Saad Jacqueline F, Griffiths Kristi R, Kohn Michael R, Clarke Simon, Williams Leanne M, Korgaonkar Mayuresh S
Brain Dynamics Centre, The Westmead Institute for Medical Research, The University of Sydney, Australia; The Discipline of Psychiatry, University of Sydney Medical School: Western, Westmead Hospital, Australia.
Brain Dynamics Centre, The Westmead Institute for Medical Research, The University of Sydney, Australia.
Neuroimage Clin. 2017 May 22;15:383-390. doi: 10.1016/j.nicl.2017.05.016. eCollection 2017.
Attention Deficit Hyperactivity Disorder (ADHD) is characterized clinically by hyperactive/impulsive and/or inattentive symptoms which determine diagnostic subtypes as Predominantly Hyperactive-Impulsive (ADHD-HI), Predominantly Inattentive (ADHD-I), and Combined (ADHD-C). Neuroanatomically though we do not yet know if these clinical subtypes reflect distinct aberrations in underlying brain organization. We imaged 34 ADHD participants defined using DSM-IV criteria as ADHD-I ( = 16) or as ADHD-C ( = 18) and 28 matched typically developing controls, aged 8-17 years, using high-resolution T1 MRI. To quantify neuroanatomical organization we used graph theoretical analysis to assess properties of structural covariance between ADHD subtypes and controls (global network measures: path length, clustering coefficient, and regional network measures: nodal degree). As a context for interpreting network organization differences, we also quantified gray matter volume using voxel-based morphometry. Each ADHD subtype was distinguished by a different organizational profile of the degree to which specific regions were anatomically connected with other regions (i.e., in "nodal degree"). For ADHD-I (compared to both ADHD-C and controls) the nodal degree was higher in the hippocampus. ADHD-I also had a higher nodal degree in the supramarginal gyrus, calcarine sulcus, and superior occipital cortex compared to ADHD-C and in the amygdala compared to controls. By contrast, the nodal degree was higher in the cerebellum for ADHD-C compared to ADHD-I and in the anterior cingulate, middle frontal gyrus and putamen compared to controls. ADHD-C also had reduced nodal degree in the rolandic operculum and middle temporal pole compared to controls. These regional profiles were observed in the context of no differences in gray matter volume or global network organization. Our results suggest that the clinical distinction between the Inattentive and Combined subtypes of ADHD may also be reflected in distinct aberrations in underlying brain organization.

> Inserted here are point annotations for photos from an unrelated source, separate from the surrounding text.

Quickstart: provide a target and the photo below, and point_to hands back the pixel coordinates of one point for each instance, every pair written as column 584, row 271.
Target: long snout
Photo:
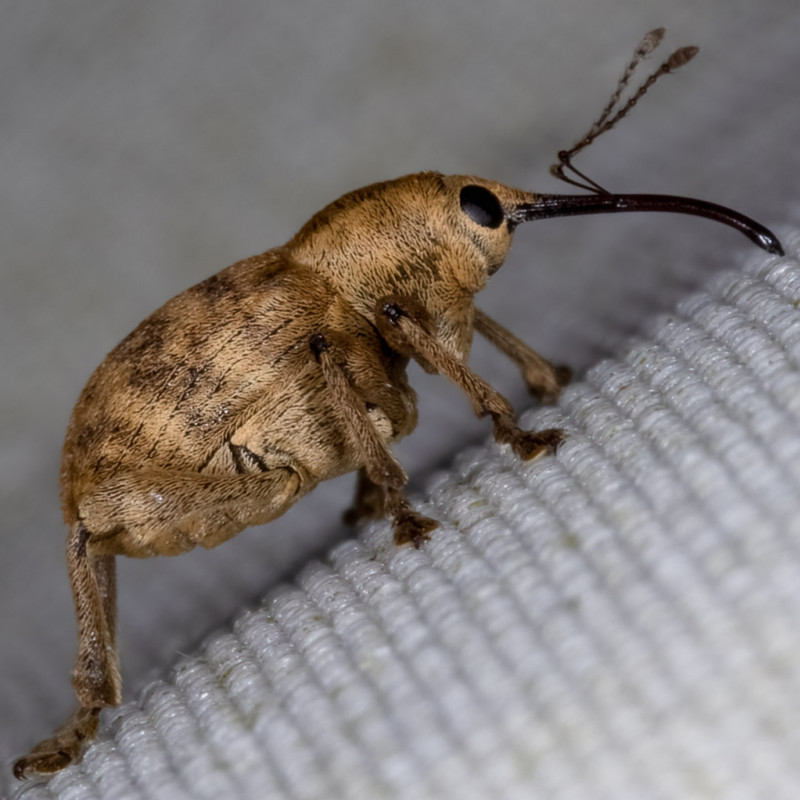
column 555, row 205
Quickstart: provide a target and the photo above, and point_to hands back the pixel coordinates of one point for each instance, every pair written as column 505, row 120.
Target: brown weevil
column 241, row 394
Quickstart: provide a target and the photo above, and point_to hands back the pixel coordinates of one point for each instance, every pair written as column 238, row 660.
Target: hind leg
column 96, row 676
column 142, row 514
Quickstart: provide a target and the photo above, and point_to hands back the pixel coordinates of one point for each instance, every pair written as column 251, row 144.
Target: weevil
column 238, row 396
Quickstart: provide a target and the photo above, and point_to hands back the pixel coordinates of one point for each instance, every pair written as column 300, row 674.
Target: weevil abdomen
column 235, row 391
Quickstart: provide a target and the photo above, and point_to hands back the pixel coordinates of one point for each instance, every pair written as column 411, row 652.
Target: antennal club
column 601, row 201
column 605, row 122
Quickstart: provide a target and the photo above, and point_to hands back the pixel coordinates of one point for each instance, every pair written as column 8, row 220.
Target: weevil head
column 436, row 238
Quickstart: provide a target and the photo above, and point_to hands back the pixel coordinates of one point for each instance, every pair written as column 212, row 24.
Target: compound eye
column 481, row 206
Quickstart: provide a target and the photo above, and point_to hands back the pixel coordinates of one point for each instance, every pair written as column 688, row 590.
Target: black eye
column 481, row 206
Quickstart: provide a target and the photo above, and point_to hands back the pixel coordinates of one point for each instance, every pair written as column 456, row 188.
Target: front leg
column 543, row 379
column 408, row 328
column 381, row 476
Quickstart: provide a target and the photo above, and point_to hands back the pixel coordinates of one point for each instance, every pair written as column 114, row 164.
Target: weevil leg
column 96, row 675
column 369, row 501
column 381, row 469
column 406, row 326
column 543, row 379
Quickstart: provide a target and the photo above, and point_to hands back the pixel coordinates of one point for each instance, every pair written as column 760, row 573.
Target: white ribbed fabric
column 618, row 621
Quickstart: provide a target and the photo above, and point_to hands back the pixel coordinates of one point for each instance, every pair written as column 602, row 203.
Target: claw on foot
column 62, row 748
column 413, row 528
column 527, row 444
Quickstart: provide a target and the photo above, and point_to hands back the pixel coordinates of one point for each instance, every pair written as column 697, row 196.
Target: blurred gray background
column 144, row 146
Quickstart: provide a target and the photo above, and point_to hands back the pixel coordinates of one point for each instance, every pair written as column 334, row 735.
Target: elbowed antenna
column 564, row 205
column 601, row 201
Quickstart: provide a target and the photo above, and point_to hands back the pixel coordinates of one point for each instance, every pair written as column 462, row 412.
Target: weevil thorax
column 432, row 237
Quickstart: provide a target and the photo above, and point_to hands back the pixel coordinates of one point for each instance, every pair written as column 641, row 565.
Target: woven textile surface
column 616, row 621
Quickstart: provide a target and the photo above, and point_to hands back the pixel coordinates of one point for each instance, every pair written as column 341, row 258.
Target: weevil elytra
column 241, row 394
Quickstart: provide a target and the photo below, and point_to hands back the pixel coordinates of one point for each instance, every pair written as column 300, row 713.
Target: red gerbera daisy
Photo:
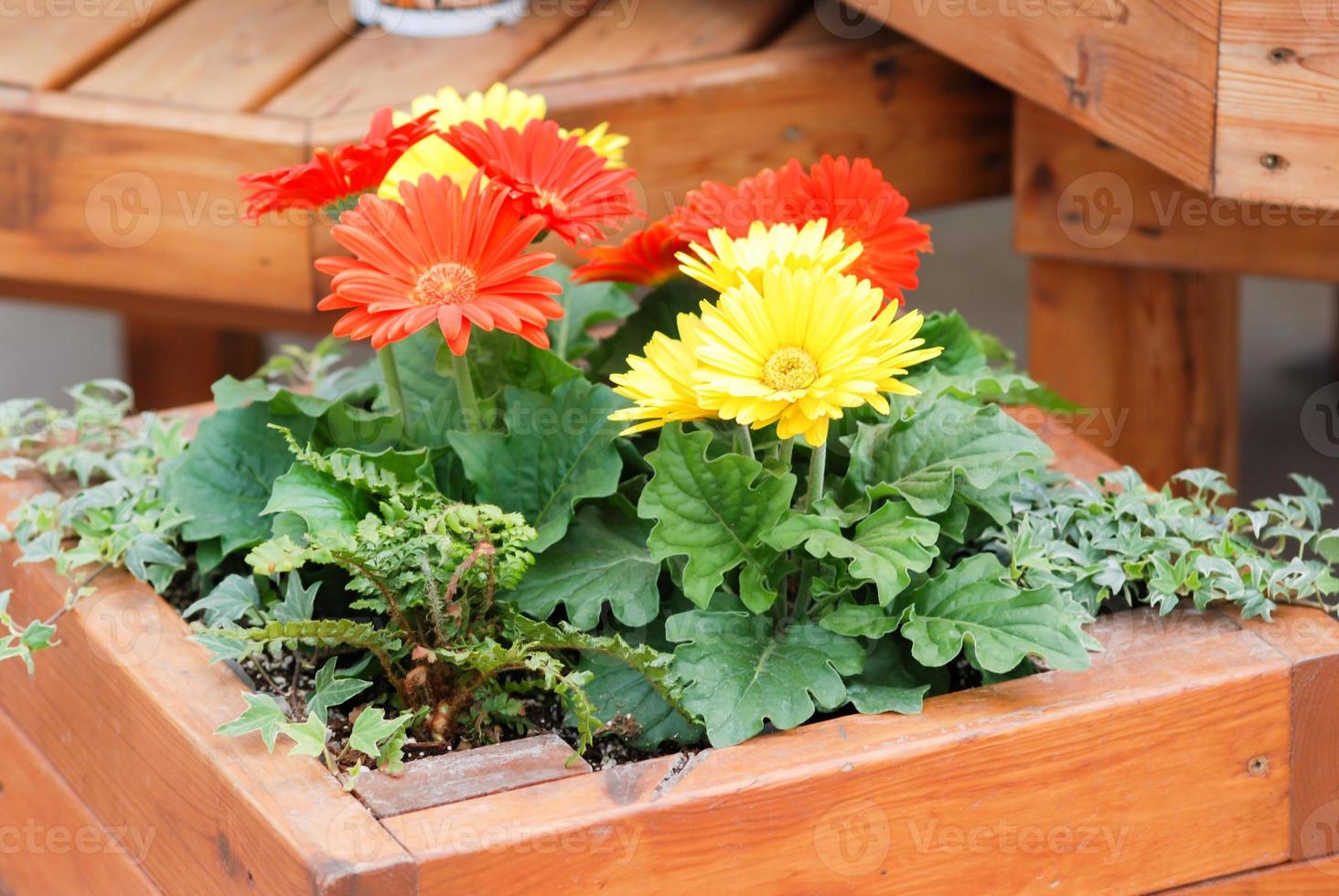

注意缺陷多动障碍(ADHD)在临床上的特征是多动/冲动和/或注意力不集中症状,这些症状决定了诊断亚型,即主要为多动-冲动型(ADHD-HI)、主要为注意力不集中型(ADHD-I)和混合型(ADHD-C)。从神经解剖学角度来看,我们尚不清楚这些临床亚型是否反映了潜在脑组织结构的明显异常。我们对34名根据《精神疾病诊断与统计手册第四版》(DSM-IV)标准定义为ADHD-I(n = 16)或ADHD-C(n = 18)的ADHD参与者以及28名年龄在8至17岁的匹配的正常发育对照者进行了高分辨率T1磁共振成像(MRI)。为了量化神经解剖组织,我们使用图论分析来评估ADHD亚型与对照者之间结构协方差的属性(全局网络测量指标:路径长度、聚类系数,以及区域网络测量指标:节点度)。作为解释网络组织差异的背景,我们还使用基于体素的形态测量法对灰质体积进行了量化。每种ADHD亚型都以特定区域与其他区域在解剖学上的连接程度(即“节点度”)的不同组织特征为区别。对于ADHD-I(与ADHD-C和对照者相比),海马体的节点度更高。与ADHD-C相比,ADHD-I在缘上回、距状沟和枕叶上回的节点度也更高,与对照者相比,杏仁核的节点度更高。相比之下,与ADHD-I相比,ADHD-C的小脑节点度更高,与对照者相比,前扣带回、额中回和壳核的节点度更高。与对照者相比,ADHD-C在中央 operculum和颞中极的节点度也降低。在灰质体积或全局网络组织无差异的背景下观察到了这些区域特征。我们的结果表明,ADHD注意力不集中型和混合型亚型之间的临床区别也可能反映在潜在脑组织结构的明显异常中。